Clearly, systems that use artificial intelligence will play a much larger role in helping ensure document accuracy in the years ahead. Efforts like those going on at PARC will go a long way towards addressing the many challenges identified by Johnson, Kulisch, Gillis, and Tableman. Another thing that would help to reduce errors, even without expensive artificial intelligence systems, would be standardization. Johnson reports:
“Brian Conrad, executive administrator of the Westbound Transpacific Stabilization Agreement, said his organization is working with its shipper advisory council to explore possible documentation and EDI standards among various ocean carrier booking portal providers, to help reduce booking and documentation errors. He said 70 percent of WTSA carrier documents (which cover U.S. export shipments to Asia) are still being produced manually.”
In the electronic age, generating 70 percent of shipping documents manually sounds unimaginably high. Conrad contributes this fact to “a lack of standardization.” Johnson reports that “trade software developer GT Nexus told American Shipper that data entry is the most common root cause of errors, but that missing data from smaller ports and facilities is also significant.

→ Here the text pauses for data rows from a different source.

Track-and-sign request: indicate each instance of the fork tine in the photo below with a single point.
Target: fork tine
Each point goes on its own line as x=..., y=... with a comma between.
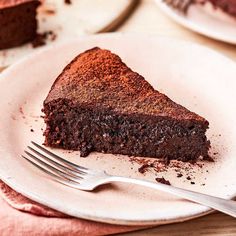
x=57, y=178
x=68, y=163
x=52, y=169
x=58, y=165
x=181, y=5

For data flowing through its system, the errors tend to come from shipper partners, not from the shippers themselves.” Charles Babbage, the inventor of the first programmable computing device design, once wrote, “On two occasions I have been asked, ‘Pray, Mr. Babbage, if you put into the machine wrong figures, will the right answers come out?’ … I am not able rightly to apprehend the kind of confusion of ideas that could provoke such a question.” If supply chain professionals want to get the right answers from their automated logistics systems, getting the right data into the system is the most important thing they can do.